Geert Hofstede knüpft auf Hall an und definiert Kultur als „collective programming of the mind“, da sie „erlernt und nicht ererbt“ ist:
Kultur ist immer ein kollektives Phänomen, […] sie ist die kollektive Programmierung des Geistes, die die Mitglieder einer Gruppe oder Kategorie von Menschen von anderen unterscheidet.

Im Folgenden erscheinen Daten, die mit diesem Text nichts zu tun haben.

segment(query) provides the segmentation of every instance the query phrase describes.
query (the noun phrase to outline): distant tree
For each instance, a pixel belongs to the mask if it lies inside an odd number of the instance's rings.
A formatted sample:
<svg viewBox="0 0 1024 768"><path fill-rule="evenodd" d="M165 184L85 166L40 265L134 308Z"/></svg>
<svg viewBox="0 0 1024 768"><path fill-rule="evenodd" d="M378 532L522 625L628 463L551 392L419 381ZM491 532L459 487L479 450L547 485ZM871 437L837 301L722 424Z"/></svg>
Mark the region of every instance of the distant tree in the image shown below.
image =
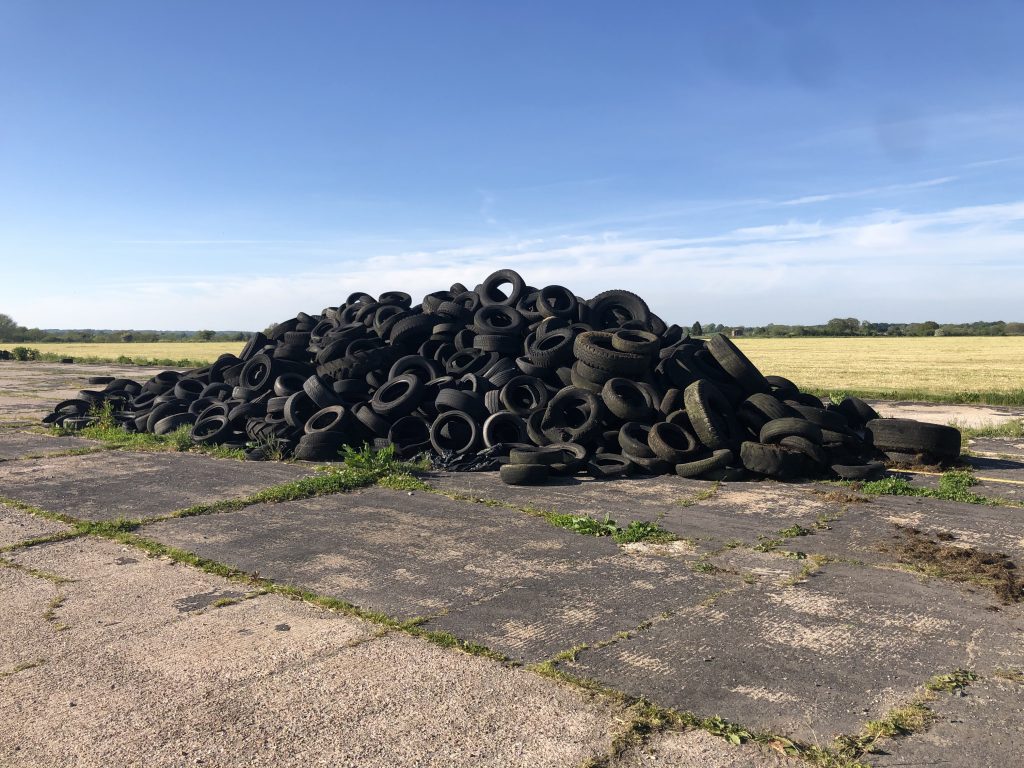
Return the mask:
<svg viewBox="0 0 1024 768"><path fill-rule="evenodd" d="M0 314L0 340L24 341L27 329L22 328L8 314Z"/></svg>
<svg viewBox="0 0 1024 768"><path fill-rule="evenodd" d="M833 317L825 324L829 336L853 336L860 333L860 321L856 317Z"/></svg>

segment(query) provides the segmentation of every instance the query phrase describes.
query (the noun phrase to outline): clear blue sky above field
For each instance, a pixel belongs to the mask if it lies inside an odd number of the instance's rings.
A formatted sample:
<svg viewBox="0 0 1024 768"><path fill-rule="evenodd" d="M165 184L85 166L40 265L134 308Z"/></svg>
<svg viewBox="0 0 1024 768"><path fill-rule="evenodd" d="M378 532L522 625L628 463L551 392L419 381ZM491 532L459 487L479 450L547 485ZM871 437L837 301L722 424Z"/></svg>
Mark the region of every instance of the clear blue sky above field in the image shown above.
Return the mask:
<svg viewBox="0 0 1024 768"><path fill-rule="evenodd" d="M1024 319L1024 3L0 4L0 312L263 328L512 266Z"/></svg>

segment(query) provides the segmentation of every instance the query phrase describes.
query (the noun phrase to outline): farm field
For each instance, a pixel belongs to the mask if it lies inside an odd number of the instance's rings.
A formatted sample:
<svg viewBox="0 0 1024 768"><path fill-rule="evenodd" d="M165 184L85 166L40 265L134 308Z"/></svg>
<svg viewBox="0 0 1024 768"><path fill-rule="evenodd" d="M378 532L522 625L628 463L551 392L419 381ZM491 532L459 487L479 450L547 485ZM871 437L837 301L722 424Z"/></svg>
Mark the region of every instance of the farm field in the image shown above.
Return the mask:
<svg viewBox="0 0 1024 768"><path fill-rule="evenodd" d="M1024 403L1024 337L734 339L765 374L816 394Z"/></svg>
<svg viewBox="0 0 1024 768"><path fill-rule="evenodd" d="M735 339L765 373L817 394L1024 404L1024 337ZM4 344L5 348L14 346ZM242 342L30 344L77 361L211 362Z"/></svg>
<svg viewBox="0 0 1024 768"><path fill-rule="evenodd" d="M114 344L90 344L72 342L13 343L2 342L0 347L11 349L27 346L38 349L47 357L74 357L76 362L117 362L119 358L130 357L131 362L145 365L177 365L179 360L197 364L213 362L220 355L231 352L238 354L245 346L244 341L160 341L153 343L126 342ZM174 362L170 362L173 360ZM129 360L121 360L128 362Z"/></svg>

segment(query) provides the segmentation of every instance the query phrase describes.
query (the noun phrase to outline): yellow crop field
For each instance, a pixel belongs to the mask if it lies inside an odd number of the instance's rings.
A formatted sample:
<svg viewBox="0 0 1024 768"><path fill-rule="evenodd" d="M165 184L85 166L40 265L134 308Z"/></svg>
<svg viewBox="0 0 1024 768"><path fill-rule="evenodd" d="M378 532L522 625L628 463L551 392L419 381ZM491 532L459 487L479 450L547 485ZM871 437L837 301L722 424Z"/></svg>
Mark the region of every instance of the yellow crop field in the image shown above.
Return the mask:
<svg viewBox="0 0 1024 768"><path fill-rule="evenodd" d="M891 399L940 399L1024 404L1024 336L735 339L765 373L802 389ZM5 344L5 347L13 346ZM238 353L242 342L29 344L81 361L212 362ZM171 364L159 364L171 365Z"/></svg>
<svg viewBox="0 0 1024 768"><path fill-rule="evenodd" d="M18 346L18 344L5 343L4 348ZM238 354L245 346L243 341L160 341L154 343L130 342L113 344L89 344L89 343L36 343L29 342L20 346L38 349L43 354L56 354L67 357L75 357L82 361L96 360L117 360L118 357L131 357L136 362L154 359L188 359L197 362L213 362L217 357L225 352Z"/></svg>
<svg viewBox="0 0 1024 768"><path fill-rule="evenodd" d="M734 341L763 373L820 393L1024 402L1024 336Z"/></svg>

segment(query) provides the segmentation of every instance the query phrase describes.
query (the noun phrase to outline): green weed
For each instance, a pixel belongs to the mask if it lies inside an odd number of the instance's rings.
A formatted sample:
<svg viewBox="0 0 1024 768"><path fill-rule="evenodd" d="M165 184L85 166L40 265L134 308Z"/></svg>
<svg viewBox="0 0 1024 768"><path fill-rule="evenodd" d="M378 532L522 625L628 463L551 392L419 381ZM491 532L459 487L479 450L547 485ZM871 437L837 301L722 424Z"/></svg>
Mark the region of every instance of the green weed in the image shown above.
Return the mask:
<svg viewBox="0 0 1024 768"><path fill-rule="evenodd" d="M931 691L953 693L964 690L977 679L978 676L971 670L953 670L946 675L935 675L925 683L925 687Z"/></svg>

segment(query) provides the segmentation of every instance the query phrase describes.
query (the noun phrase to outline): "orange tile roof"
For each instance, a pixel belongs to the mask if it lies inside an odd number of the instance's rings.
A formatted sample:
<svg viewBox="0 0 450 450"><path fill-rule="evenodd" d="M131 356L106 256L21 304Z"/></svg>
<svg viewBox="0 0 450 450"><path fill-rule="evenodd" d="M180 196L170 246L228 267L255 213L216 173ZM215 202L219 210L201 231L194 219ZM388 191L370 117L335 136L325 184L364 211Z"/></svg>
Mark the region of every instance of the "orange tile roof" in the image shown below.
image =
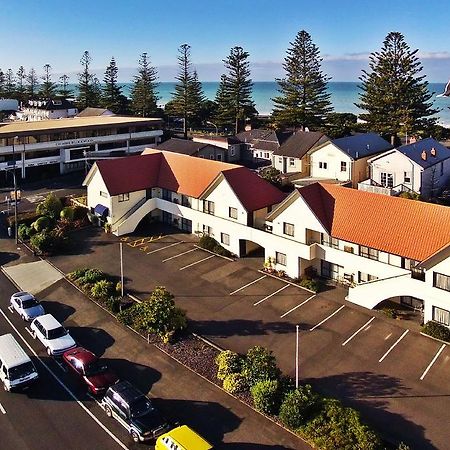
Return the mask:
<svg viewBox="0 0 450 450"><path fill-rule="evenodd" d="M146 149L142 155L97 161L110 195L161 187L194 198L220 174L247 211L280 203L285 194L249 169L179 153Z"/></svg>
<svg viewBox="0 0 450 450"><path fill-rule="evenodd" d="M450 208L315 183L298 190L331 236L423 261L450 242Z"/></svg>

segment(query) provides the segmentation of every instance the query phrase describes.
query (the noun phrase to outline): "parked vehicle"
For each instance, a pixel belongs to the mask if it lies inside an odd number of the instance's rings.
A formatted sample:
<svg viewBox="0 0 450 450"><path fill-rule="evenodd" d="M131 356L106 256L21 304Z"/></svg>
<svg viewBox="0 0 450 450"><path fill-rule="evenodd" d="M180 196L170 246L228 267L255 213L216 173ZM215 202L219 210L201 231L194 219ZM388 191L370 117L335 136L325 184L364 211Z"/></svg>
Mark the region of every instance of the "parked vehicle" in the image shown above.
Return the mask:
<svg viewBox="0 0 450 450"><path fill-rule="evenodd" d="M155 450L212 450L212 445L192 428L181 425L156 440Z"/></svg>
<svg viewBox="0 0 450 450"><path fill-rule="evenodd" d="M69 332L51 314L36 317L30 328L33 338L42 342L50 356L61 355L77 345Z"/></svg>
<svg viewBox="0 0 450 450"><path fill-rule="evenodd" d="M130 433L134 442L156 439L170 426L152 402L128 381L111 386L101 407Z"/></svg>
<svg viewBox="0 0 450 450"><path fill-rule="evenodd" d="M9 300L11 309L16 311L27 322L45 314L39 300L29 292L16 292Z"/></svg>
<svg viewBox="0 0 450 450"><path fill-rule="evenodd" d="M12 334L0 336L0 380L5 391L26 388L38 379L30 357Z"/></svg>
<svg viewBox="0 0 450 450"><path fill-rule="evenodd" d="M83 347L75 347L63 354L63 361L94 395L103 395L119 378L107 364Z"/></svg>

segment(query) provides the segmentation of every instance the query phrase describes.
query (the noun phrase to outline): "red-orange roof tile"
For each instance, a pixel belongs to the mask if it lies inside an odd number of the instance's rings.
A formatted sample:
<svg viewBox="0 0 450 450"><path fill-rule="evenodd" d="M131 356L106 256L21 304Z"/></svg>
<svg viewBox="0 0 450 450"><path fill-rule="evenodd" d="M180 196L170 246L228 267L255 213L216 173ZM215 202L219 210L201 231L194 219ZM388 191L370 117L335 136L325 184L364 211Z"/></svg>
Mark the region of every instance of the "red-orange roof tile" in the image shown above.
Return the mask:
<svg viewBox="0 0 450 450"><path fill-rule="evenodd" d="M450 208L315 183L299 189L330 235L423 261L450 242Z"/></svg>

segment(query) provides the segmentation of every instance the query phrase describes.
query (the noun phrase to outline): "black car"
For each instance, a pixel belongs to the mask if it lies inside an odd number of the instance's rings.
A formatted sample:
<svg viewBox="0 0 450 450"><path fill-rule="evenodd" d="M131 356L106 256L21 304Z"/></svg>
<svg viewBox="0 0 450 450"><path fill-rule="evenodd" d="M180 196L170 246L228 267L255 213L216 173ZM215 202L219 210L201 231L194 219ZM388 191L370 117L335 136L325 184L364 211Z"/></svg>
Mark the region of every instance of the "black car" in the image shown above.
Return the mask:
<svg viewBox="0 0 450 450"><path fill-rule="evenodd" d="M111 386L101 406L108 417L114 417L127 429L135 442L156 439L170 429L152 402L128 381Z"/></svg>

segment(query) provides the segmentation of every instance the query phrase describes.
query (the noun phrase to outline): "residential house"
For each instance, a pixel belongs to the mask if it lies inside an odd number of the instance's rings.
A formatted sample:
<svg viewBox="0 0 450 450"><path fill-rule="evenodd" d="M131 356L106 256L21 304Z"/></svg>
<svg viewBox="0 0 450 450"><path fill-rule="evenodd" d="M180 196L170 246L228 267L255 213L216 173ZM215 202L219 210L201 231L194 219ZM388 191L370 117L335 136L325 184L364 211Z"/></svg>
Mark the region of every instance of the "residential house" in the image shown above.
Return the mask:
<svg viewBox="0 0 450 450"><path fill-rule="evenodd" d="M450 149L433 138L381 153L368 164L370 179L359 189L389 195L413 191L430 198L450 186Z"/></svg>
<svg viewBox="0 0 450 450"><path fill-rule="evenodd" d="M318 131L296 131L274 152L272 165L281 173L309 175L309 152L329 138Z"/></svg>
<svg viewBox="0 0 450 450"><path fill-rule="evenodd" d="M197 156L198 158L214 159L216 161L225 161L227 156L227 150L223 147L186 139L172 138L161 142L157 148L158 150Z"/></svg>
<svg viewBox="0 0 450 450"><path fill-rule="evenodd" d="M363 133L325 142L310 154L310 176L351 182L353 187L368 177L367 161L392 146L376 133Z"/></svg>

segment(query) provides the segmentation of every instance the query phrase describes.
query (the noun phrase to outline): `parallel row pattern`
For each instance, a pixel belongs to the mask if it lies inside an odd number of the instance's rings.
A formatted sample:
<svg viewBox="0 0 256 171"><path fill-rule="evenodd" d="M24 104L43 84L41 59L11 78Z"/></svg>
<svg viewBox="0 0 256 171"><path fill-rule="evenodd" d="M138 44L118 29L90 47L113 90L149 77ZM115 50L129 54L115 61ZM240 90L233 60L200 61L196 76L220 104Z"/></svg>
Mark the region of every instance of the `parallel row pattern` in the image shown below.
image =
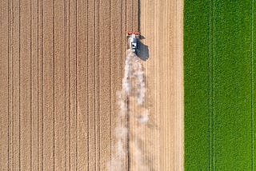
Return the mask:
<svg viewBox="0 0 256 171"><path fill-rule="evenodd" d="M1 170L106 169L137 16L136 0L1 1Z"/></svg>

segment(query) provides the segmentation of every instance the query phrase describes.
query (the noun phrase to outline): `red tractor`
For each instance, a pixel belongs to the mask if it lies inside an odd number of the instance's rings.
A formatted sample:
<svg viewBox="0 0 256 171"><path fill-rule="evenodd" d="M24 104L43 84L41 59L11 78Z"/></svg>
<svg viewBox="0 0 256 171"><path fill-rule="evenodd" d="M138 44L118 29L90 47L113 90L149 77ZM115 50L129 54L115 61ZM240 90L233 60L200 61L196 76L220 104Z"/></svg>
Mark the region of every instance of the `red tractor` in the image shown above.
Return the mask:
<svg viewBox="0 0 256 171"><path fill-rule="evenodd" d="M133 53L136 53L138 50L138 40L139 39L140 33L139 32L128 32L128 46Z"/></svg>

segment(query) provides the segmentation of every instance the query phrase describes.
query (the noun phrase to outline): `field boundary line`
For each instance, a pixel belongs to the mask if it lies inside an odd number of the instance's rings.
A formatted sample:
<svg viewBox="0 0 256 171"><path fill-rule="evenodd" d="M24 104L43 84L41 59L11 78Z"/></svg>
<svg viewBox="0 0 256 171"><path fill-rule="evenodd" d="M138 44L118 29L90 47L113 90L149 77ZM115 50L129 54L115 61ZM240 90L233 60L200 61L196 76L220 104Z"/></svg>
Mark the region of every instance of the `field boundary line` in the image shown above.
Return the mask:
<svg viewBox="0 0 256 171"><path fill-rule="evenodd" d="M254 170L254 0L251 1L251 170Z"/></svg>

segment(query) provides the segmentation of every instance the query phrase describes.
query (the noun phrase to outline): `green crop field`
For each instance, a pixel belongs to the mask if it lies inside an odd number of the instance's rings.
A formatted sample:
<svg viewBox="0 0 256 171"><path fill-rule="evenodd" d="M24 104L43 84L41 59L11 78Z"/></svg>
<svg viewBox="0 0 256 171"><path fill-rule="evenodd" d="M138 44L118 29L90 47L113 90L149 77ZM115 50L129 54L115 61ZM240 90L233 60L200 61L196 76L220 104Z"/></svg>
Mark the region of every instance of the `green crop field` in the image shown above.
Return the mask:
<svg viewBox="0 0 256 171"><path fill-rule="evenodd" d="M255 72L256 2L185 0L186 170L256 170Z"/></svg>

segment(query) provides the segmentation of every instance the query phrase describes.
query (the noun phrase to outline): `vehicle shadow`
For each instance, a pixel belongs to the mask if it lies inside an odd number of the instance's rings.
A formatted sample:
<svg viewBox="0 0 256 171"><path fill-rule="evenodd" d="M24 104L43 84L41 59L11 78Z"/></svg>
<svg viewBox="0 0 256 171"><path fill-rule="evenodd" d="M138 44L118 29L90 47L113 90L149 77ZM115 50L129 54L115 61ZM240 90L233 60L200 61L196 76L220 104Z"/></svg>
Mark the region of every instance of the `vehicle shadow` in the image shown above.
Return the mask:
<svg viewBox="0 0 256 171"><path fill-rule="evenodd" d="M148 46L144 45L141 41L138 41L138 49L136 53L137 56L142 61L146 62L150 58Z"/></svg>

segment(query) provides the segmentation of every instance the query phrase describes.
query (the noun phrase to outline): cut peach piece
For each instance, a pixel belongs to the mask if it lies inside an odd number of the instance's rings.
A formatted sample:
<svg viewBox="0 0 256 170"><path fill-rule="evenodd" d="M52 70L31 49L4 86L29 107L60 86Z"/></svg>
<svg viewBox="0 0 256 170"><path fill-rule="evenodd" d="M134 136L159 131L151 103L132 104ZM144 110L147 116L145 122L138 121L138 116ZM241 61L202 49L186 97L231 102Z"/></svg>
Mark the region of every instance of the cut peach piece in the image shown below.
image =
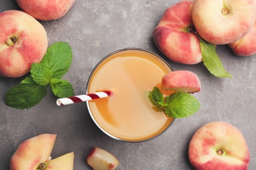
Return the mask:
<svg viewBox="0 0 256 170"><path fill-rule="evenodd" d="M41 20L62 18L71 8L75 0L16 0L26 12Z"/></svg>
<svg viewBox="0 0 256 170"><path fill-rule="evenodd" d="M97 147L88 154L87 162L94 170L114 170L119 165L119 161L114 156Z"/></svg>
<svg viewBox="0 0 256 170"><path fill-rule="evenodd" d="M51 160L56 137L55 134L41 134L24 141L11 158L10 170L73 169L73 152Z"/></svg>
<svg viewBox="0 0 256 170"><path fill-rule="evenodd" d="M191 71L175 71L163 76L161 88L192 94L200 91L201 83L198 76Z"/></svg>

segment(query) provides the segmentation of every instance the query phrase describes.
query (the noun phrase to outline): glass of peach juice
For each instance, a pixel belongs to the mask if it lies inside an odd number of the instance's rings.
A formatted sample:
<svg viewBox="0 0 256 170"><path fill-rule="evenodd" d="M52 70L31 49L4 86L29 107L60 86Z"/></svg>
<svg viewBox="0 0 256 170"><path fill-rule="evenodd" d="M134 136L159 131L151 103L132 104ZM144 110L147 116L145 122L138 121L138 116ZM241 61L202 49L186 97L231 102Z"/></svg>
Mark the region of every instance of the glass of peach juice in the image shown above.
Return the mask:
<svg viewBox="0 0 256 170"><path fill-rule="evenodd" d="M110 90L108 98L87 101L96 125L113 139L127 142L152 139L165 131L175 119L157 112L148 91L172 71L161 57L140 48L126 48L104 58L87 82L87 93Z"/></svg>

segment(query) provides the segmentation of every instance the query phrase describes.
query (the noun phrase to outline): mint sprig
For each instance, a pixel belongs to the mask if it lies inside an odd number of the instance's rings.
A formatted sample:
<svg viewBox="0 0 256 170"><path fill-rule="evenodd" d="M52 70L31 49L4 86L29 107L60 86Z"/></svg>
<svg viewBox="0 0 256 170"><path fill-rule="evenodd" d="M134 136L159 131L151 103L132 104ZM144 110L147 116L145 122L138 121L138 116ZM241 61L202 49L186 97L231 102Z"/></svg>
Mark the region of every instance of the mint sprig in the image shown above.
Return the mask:
<svg viewBox="0 0 256 170"><path fill-rule="evenodd" d="M72 84L60 79L68 72L72 61L72 52L68 43L53 44L40 63L32 64L31 75L5 94L5 104L16 109L30 109L41 101L49 84L56 96L73 96Z"/></svg>
<svg viewBox="0 0 256 170"><path fill-rule="evenodd" d="M226 71L224 66L216 53L216 45L207 42L198 36L200 40L203 62L208 71L217 77L228 77L232 76Z"/></svg>
<svg viewBox="0 0 256 170"><path fill-rule="evenodd" d="M200 108L199 101L185 92L175 92L165 97L160 90L154 87L149 92L148 98L152 105L171 118L184 118L196 113Z"/></svg>

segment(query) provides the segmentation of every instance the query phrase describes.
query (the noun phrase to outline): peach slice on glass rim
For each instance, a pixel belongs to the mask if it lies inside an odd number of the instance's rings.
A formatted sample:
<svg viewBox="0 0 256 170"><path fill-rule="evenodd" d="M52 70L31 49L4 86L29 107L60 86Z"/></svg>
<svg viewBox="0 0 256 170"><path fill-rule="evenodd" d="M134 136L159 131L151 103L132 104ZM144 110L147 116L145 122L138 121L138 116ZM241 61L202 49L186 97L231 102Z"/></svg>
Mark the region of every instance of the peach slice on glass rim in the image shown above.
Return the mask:
<svg viewBox="0 0 256 170"><path fill-rule="evenodd" d="M198 76L191 71L175 71L163 76L161 89L192 94L201 90L201 82Z"/></svg>

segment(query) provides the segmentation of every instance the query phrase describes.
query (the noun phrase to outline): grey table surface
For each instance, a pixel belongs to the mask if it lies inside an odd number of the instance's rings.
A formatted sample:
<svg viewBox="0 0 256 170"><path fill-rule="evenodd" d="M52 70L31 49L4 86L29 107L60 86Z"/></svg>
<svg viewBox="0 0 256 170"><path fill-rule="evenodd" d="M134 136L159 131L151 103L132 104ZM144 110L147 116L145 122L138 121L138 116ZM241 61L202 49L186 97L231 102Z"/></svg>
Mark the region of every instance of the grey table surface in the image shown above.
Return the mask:
<svg viewBox="0 0 256 170"><path fill-rule="evenodd" d="M115 155L120 162L117 169L192 169L188 157L191 137L203 124L218 120L231 124L244 134L251 154L249 167L255 169L256 56L238 57L227 46L217 46L217 54L233 80L213 76L202 63L188 65L168 60L155 46L152 33L167 8L179 1L77 0L63 18L40 22L49 45L64 41L72 46L72 64L63 78L73 84L75 95L85 93L91 72L104 56L121 48L141 48L162 56L175 70L188 70L198 75L202 90L194 95L202 105L198 112L176 119L153 140L125 143L102 133L85 103L58 107L50 90L30 109L7 107L4 94L25 76L0 77L0 169L9 169L11 157L23 141L45 133L57 134L53 158L74 152L75 170L91 169L85 159L94 146ZM20 10L14 0L1 0L0 12L11 9Z"/></svg>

Dabei versteht man unter einer Gruppe eine Anzahl von Menschen, die Kontakt zueinander haben. (Hofstede 1993: 18f.)
In dem Sinne ist „Kultur“ ein zwischen Gesellschaftsmitgliedern geteiltes Wissen an Standards des Wahrnehmens, Glaubens, Bewertens und Handelns (Goodenough 1957). Es bezieht sich auf Weltbilder, Werte, soziale Normen und Handlungsmuster, die durch nationalstaatliche Grenzen oder eine Menge von konstanten ethnischen Merkmalen wie Rasse, Sprache, Religion usw. von anderen Gesellschaften unterscheidbar ist.
Die weitere Definition, die der vorliegenden Arbeit von Bedeutung ist, stammt aus der Untersuchung von Alexander Thomas. Seine Definition berücksichtigt den Aspekt, wie man die Zusammenarbeit zwischen Menschen aus unterschiedlichen Kulturen verbessern kann und wie man sich auf eine solche Zusammenarbeit gut vorbereitet. (vgl. Thomas 2005: 21)
Kultur ist ein universelles Phänomen. Alle Menschen leben in einer spezifischen Kultur und entwickeln sie weiter. Kultur strukturiert ein für die Bevölkerung spezifisches Handlungsfeld, das von geschaffenen und genutzten Objekten bis hin zu Institutionen, Ideen und Werten reicht. Kultur manifestiert sich immer in einem für eine Nation, Gesellschaft, Organisation oder Gruppe typischen Orientierungssystem. (ebd.: 22)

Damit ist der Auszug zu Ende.